You have been led to believe, however, that you are not the mountain. They poison you with dogma as surely as they do with reclaimed wastewater. You have been, as that drunken poet said, “born into this.” Born, the stone-age baby into the chaotic maelstrom of western, first world existence, born with a beating
heart and a ferociously hungry imagination, born with empathy, compassion, and love.
Yet you have been led to believe that dignity
is something earned, that it can be given and taken away; you have been led to believe that you do not need the trees, the rivers, the valleys, the canyons, the falling snow, the mountains.
But you do. And you have always known this.
You are the mountain, which is to say you are much more than what you have been told. You know things you don’t remember learning. The collective memory of millennia is stashed away in your unconscious. Every now and then, and rather unexpectedly, the knowledge of your ancestors, of my ancestors, appears in your waking life. You are more than your job. You are more than your voting record. You are more
than the films you enjoy or the music you collect. You are more than firing synapses and coursing serotonin. And you are no more your physical features than you are the muscle and the bones and the blood flowing beneath them. Every cell in your body has been completely replaced over and over again. Yet you remain inexplicably you.

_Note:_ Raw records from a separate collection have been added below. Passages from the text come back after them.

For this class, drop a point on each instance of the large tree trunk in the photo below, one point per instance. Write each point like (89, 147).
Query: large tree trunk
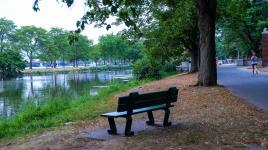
(31, 60)
(194, 58)
(206, 23)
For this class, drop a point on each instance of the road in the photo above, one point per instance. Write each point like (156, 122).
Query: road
(252, 88)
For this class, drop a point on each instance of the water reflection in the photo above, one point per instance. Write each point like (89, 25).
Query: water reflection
(16, 91)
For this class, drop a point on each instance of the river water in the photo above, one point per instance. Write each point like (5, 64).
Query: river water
(14, 92)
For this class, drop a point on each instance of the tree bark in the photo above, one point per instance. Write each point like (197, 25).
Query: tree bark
(31, 60)
(206, 23)
(194, 58)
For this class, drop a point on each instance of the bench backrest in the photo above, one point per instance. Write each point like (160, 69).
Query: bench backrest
(135, 100)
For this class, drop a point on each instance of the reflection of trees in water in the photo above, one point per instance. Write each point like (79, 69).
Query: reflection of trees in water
(10, 97)
(14, 92)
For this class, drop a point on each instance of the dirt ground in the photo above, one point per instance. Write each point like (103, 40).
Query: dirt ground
(203, 118)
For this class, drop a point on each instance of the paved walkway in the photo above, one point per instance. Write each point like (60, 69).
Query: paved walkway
(253, 88)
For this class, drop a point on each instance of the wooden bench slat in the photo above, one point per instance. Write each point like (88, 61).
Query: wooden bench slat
(135, 111)
(136, 103)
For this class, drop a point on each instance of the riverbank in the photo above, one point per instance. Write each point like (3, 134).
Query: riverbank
(73, 69)
(59, 109)
(203, 118)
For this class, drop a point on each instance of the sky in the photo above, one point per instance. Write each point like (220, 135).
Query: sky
(51, 14)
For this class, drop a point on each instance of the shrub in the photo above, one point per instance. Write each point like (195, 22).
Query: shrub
(11, 64)
(144, 68)
(169, 67)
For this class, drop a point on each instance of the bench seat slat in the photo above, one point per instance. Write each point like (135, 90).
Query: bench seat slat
(135, 111)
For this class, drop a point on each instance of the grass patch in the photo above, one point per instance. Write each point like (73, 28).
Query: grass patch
(59, 110)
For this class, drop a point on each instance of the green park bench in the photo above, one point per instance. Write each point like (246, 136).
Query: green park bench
(136, 103)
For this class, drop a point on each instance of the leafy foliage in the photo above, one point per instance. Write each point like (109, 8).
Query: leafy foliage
(11, 64)
(240, 26)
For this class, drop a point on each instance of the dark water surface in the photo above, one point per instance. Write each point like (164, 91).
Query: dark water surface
(16, 91)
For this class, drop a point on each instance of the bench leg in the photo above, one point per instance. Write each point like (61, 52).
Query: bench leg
(151, 118)
(113, 129)
(128, 131)
(166, 122)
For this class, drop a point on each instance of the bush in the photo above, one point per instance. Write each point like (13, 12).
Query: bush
(11, 64)
(144, 68)
(169, 67)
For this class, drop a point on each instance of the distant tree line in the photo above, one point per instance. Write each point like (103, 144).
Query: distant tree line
(20, 46)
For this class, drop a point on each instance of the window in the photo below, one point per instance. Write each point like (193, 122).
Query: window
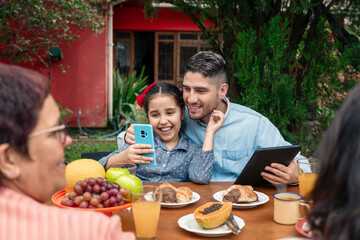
(172, 52)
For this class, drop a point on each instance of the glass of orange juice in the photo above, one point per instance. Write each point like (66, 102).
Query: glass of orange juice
(307, 176)
(146, 210)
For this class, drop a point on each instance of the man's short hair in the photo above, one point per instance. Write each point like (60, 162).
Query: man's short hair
(209, 64)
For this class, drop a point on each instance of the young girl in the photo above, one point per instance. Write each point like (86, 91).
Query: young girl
(178, 159)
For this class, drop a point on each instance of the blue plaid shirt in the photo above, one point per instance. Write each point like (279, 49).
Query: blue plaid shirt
(185, 162)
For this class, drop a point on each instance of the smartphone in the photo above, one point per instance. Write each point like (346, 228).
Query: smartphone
(144, 134)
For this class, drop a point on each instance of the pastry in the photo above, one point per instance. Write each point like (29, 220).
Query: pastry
(183, 194)
(240, 193)
(168, 193)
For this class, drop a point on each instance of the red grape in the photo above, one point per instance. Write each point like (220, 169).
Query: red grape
(113, 192)
(97, 196)
(70, 203)
(83, 184)
(96, 188)
(94, 201)
(91, 181)
(78, 189)
(112, 201)
(72, 195)
(89, 189)
(108, 186)
(123, 191)
(87, 196)
(104, 196)
(119, 197)
(95, 193)
(78, 200)
(99, 180)
(84, 204)
(117, 186)
(64, 200)
(106, 203)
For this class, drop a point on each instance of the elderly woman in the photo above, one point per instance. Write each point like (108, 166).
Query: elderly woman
(32, 169)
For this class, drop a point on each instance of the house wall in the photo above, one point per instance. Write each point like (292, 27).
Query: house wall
(131, 18)
(84, 85)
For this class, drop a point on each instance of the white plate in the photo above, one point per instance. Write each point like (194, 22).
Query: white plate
(195, 198)
(263, 198)
(188, 223)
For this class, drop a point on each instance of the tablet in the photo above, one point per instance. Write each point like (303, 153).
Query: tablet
(263, 157)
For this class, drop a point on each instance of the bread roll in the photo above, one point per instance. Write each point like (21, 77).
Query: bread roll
(183, 194)
(240, 194)
(168, 193)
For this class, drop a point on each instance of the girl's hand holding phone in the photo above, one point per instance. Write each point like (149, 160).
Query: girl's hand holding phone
(133, 154)
(216, 121)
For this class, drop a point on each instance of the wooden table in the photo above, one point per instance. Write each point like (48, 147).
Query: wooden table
(259, 222)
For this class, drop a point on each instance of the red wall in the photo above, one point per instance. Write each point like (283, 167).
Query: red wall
(126, 18)
(84, 85)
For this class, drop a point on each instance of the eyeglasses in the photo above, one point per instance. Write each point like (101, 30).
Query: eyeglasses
(61, 132)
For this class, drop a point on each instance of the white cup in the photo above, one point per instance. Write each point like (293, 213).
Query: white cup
(287, 207)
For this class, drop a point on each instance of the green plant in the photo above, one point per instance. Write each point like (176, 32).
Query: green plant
(300, 108)
(126, 88)
(74, 151)
(30, 29)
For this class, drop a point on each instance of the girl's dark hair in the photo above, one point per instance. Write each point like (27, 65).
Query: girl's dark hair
(22, 94)
(336, 213)
(163, 88)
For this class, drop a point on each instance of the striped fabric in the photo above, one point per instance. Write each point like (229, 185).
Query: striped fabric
(23, 218)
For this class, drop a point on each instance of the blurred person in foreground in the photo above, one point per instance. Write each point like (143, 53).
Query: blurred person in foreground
(336, 212)
(32, 168)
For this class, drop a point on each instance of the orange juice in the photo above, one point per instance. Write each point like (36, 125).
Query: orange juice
(307, 184)
(146, 217)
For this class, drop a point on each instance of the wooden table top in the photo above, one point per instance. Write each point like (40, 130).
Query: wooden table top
(259, 223)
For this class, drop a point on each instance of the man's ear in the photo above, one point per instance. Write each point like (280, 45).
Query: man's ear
(183, 113)
(223, 90)
(9, 161)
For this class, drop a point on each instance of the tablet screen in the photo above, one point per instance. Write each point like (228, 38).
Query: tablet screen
(263, 157)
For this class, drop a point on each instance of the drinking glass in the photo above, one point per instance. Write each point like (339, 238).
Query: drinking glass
(307, 177)
(146, 210)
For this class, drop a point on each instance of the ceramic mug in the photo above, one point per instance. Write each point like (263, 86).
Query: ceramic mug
(287, 207)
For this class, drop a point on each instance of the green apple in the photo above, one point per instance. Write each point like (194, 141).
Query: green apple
(113, 173)
(129, 181)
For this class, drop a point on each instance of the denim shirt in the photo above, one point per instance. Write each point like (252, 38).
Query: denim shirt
(185, 162)
(244, 131)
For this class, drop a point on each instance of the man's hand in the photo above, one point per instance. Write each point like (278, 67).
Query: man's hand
(216, 121)
(282, 175)
(132, 155)
(130, 135)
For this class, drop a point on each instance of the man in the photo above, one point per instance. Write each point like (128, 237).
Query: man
(244, 130)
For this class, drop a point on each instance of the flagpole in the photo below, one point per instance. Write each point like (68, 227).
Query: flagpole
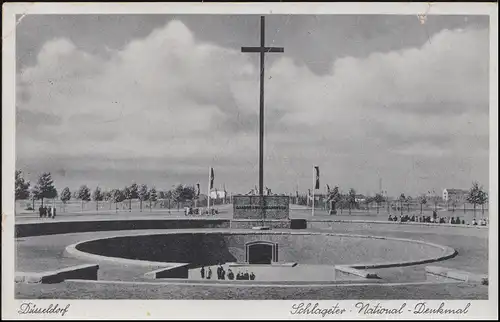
(314, 186)
(208, 194)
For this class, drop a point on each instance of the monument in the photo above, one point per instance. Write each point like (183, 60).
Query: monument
(256, 207)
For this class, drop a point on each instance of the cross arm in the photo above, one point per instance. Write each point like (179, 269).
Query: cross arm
(266, 49)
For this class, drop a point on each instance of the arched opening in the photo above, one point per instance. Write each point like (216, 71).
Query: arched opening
(261, 252)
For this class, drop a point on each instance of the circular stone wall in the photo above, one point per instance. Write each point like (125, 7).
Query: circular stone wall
(210, 248)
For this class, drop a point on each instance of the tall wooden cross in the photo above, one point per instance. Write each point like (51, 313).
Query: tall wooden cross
(262, 50)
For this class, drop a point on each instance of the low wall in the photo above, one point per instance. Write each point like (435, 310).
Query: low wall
(211, 248)
(178, 271)
(250, 223)
(82, 272)
(65, 227)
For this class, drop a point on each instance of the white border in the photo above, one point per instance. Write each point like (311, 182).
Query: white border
(221, 309)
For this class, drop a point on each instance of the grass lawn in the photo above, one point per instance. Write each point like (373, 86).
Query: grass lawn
(77, 290)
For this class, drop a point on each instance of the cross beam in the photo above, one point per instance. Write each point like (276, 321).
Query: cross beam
(262, 50)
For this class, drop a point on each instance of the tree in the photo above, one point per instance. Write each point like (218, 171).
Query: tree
(422, 200)
(65, 196)
(378, 200)
(169, 196)
(453, 204)
(333, 198)
(131, 193)
(97, 196)
(153, 197)
(106, 196)
(117, 196)
(482, 199)
(351, 199)
(22, 187)
(143, 194)
(474, 195)
(83, 194)
(177, 194)
(45, 187)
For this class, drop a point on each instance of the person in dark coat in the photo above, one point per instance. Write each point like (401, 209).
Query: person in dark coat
(230, 274)
(222, 273)
(219, 272)
(209, 274)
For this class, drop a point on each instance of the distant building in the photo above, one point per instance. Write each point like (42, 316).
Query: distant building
(360, 198)
(219, 194)
(458, 195)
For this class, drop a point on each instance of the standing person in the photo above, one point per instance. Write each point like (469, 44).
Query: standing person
(219, 273)
(222, 273)
(202, 272)
(209, 274)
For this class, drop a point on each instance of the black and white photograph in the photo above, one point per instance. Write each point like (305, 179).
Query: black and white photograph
(343, 161)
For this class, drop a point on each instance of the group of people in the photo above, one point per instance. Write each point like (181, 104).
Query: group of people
(435, 219)
(221, 274)
(45, 211)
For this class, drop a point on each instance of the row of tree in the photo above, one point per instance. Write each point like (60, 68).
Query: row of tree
(45, 189)
(476, 196)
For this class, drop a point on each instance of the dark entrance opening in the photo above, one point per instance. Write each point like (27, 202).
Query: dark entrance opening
(261, 252)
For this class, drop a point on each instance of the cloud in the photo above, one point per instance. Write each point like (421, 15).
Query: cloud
(176, 104)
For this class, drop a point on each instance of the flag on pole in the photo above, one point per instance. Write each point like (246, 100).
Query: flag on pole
(317, 177)
(211, 178)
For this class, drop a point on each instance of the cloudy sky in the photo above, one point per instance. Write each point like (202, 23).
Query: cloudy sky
(113, 99)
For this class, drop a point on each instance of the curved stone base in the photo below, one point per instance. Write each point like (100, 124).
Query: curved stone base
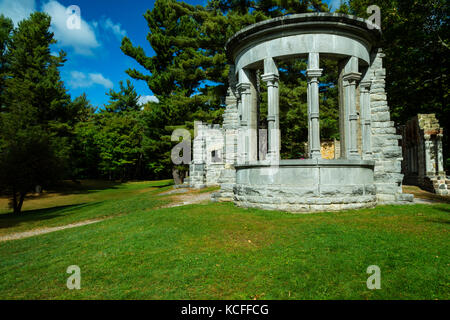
(306, 185)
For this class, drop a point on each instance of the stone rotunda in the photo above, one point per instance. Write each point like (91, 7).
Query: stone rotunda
(368, 170)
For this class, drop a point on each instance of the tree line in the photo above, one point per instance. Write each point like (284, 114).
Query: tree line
(46, 135)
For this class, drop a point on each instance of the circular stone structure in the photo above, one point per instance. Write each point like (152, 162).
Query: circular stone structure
(312, 184)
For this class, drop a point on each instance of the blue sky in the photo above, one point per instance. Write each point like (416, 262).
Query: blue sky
(95, 62)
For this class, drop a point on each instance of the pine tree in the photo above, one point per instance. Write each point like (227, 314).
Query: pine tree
(34, 126)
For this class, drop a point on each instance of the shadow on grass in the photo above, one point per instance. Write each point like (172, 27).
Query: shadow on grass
(10, 219)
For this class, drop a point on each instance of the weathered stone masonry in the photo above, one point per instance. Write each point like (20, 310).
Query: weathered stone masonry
(423, 163)
(368, 170)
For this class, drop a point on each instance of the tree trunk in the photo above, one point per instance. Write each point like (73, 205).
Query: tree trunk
(19, 205)
(17, 202)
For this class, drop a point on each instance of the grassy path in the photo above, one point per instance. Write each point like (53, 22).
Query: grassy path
(219, 251)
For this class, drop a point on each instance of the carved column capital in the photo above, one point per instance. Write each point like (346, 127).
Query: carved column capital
(243, 88)
(365, 85)
(313, 74)
(270, 78)
(351, 78)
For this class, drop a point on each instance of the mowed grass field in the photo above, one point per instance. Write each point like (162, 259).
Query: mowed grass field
(145, 250)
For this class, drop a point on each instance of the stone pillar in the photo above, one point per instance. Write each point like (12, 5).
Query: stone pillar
(350, 78)
(247, 89)
(244, 93)
(270, 76)
(440, 155)
(364, 89)
(313, 73)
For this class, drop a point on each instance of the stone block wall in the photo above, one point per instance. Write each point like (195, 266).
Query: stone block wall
(386, 150)
(423, 163)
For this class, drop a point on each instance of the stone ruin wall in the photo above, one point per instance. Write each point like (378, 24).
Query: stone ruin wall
(423, 163)
(385, 145)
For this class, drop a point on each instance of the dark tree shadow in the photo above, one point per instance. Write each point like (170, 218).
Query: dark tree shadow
(10, 219)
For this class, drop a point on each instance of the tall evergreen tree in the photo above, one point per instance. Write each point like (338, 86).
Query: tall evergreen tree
(33, 124)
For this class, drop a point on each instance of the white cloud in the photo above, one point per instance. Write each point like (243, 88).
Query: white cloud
(335, 4)
(81, 80)
(145, 99)
(115, 28)
(17, 10)
(82, 40)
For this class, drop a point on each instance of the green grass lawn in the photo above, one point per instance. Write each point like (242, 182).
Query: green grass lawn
(219, 251)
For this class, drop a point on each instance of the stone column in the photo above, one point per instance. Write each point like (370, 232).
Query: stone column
(364, 89)
(313, 73)
(246, 87)
(439, 155)
(270, 76)
(350, 78)
(430, 171)
(244, 92)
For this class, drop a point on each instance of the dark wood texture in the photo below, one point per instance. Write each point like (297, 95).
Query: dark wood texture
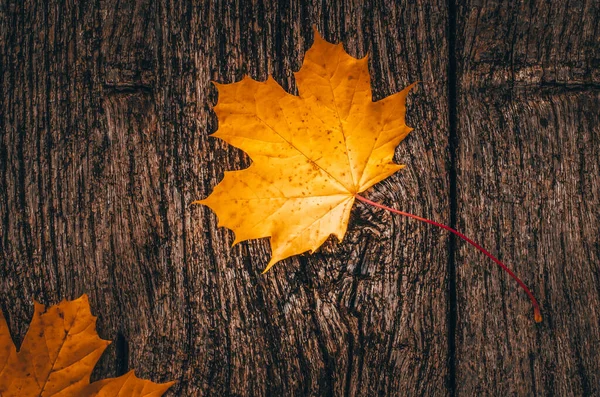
(105, 111)
(528, 180)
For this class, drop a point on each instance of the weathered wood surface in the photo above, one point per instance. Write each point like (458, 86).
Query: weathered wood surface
(528, 182)
(105, 111)
(104, 122)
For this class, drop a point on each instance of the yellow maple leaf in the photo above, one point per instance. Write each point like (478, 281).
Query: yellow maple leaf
(57, 357)
(311, 153)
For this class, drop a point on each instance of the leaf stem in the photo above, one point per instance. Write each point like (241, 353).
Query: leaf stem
(536, 307)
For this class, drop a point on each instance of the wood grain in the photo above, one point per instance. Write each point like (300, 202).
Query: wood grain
(528, 172)
(105, 112)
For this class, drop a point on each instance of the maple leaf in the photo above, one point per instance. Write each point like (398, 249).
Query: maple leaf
(58, 355)
(311, 153)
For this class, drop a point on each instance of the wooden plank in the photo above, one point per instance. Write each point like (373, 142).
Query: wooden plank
(528, 173)
(105, 115)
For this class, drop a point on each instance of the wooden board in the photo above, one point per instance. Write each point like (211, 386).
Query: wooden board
(528, 172)
(105, 111)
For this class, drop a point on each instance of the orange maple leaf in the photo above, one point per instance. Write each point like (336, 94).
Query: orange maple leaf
(311, 153)
(58, 355)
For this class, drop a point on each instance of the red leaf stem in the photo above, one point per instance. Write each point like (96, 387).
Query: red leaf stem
(536, 307)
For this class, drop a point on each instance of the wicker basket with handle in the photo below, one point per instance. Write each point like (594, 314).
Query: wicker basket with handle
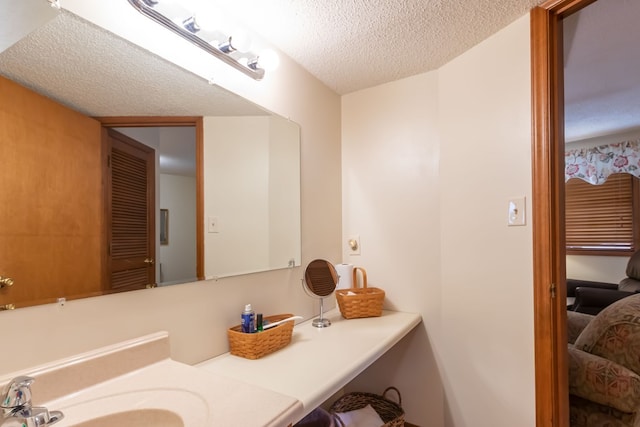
(389, 411)
(259, 344)
(360, 302)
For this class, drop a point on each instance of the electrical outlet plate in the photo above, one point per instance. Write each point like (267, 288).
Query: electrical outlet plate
(517, 209)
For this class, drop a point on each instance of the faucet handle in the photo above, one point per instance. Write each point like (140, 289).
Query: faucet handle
(17, 394)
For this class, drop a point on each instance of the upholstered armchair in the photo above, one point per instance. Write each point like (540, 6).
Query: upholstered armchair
(604, 366)
(591, 297)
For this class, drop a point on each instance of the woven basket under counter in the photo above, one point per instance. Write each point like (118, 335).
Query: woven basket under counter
(259, 344)
(389, 411)
(360, 302)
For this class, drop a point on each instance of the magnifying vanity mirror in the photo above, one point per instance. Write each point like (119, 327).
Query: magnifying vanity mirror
(320, 280)
(246, 186)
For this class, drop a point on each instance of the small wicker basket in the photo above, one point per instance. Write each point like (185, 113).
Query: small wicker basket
(259, 344)
(389, 411)
(360, 302)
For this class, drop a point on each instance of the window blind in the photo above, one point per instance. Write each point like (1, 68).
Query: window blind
(600, 217)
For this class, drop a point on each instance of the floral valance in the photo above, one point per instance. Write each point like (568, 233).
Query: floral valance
(595, 164)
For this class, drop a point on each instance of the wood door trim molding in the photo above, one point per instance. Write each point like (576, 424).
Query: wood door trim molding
(549, 275)
(162, 121)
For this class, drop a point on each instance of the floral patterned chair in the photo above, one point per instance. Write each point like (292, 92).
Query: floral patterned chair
(604, 366)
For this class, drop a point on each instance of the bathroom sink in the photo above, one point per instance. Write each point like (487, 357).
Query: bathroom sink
(164, 407)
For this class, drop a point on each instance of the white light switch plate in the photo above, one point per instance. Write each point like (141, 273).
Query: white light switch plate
(213, 224)
(517, 209)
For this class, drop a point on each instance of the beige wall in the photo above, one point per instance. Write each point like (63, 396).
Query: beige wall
(429, 165)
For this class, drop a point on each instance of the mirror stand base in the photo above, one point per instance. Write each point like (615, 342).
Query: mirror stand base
(321, 323)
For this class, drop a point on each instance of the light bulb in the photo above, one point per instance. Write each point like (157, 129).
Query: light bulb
(208, 18)
(241, 41)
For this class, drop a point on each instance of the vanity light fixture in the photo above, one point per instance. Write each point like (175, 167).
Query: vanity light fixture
(234, 49)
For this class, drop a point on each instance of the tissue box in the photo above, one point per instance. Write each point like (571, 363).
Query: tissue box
(259, 344)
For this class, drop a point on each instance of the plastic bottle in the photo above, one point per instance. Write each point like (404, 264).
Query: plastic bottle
(248, 319)
(259, 327)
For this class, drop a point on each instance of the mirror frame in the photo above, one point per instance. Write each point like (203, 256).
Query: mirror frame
(179, 121)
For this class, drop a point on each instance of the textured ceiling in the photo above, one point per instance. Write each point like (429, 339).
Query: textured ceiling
(347, 44)
(356, 44)
(99, 74)
(602, 59)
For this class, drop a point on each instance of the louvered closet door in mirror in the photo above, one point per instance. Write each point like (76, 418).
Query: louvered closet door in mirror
(131, 213)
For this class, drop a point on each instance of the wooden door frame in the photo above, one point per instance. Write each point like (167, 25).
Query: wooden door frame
(549, 252)
(197, 122)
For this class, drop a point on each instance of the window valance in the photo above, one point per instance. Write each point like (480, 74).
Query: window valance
(595, 164)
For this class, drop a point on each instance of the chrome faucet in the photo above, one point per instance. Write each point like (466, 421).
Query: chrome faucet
(17, 409)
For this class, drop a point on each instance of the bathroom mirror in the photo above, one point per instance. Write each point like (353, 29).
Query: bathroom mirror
(250, 179)
(320, 280)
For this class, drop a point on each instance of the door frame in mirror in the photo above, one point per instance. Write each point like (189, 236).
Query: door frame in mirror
(197, 122)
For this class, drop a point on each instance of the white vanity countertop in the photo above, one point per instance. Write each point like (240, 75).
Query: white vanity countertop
(319, 361)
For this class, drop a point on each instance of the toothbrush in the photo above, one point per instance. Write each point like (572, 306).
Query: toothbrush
(271, 325)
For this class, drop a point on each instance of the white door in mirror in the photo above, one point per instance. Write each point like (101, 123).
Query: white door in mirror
(516, 211)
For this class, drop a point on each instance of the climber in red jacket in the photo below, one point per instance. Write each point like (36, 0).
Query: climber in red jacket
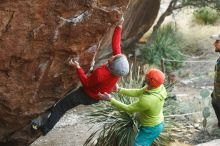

It is not what we do to the mountain; after all, it is what they do to the mountain, to you, to me, to all of us that is at stake. And the only real question is: how will you respond?
Under the concrete, beneath the layers of social constructions, of cultural myths about the one right way to live, beyond a dominant culture no longer driven by well-meaning hearts like yours, there is a world you used to know, a real world that deeply misses you.
Will you hide within yourself or will you rise like the mountain you are?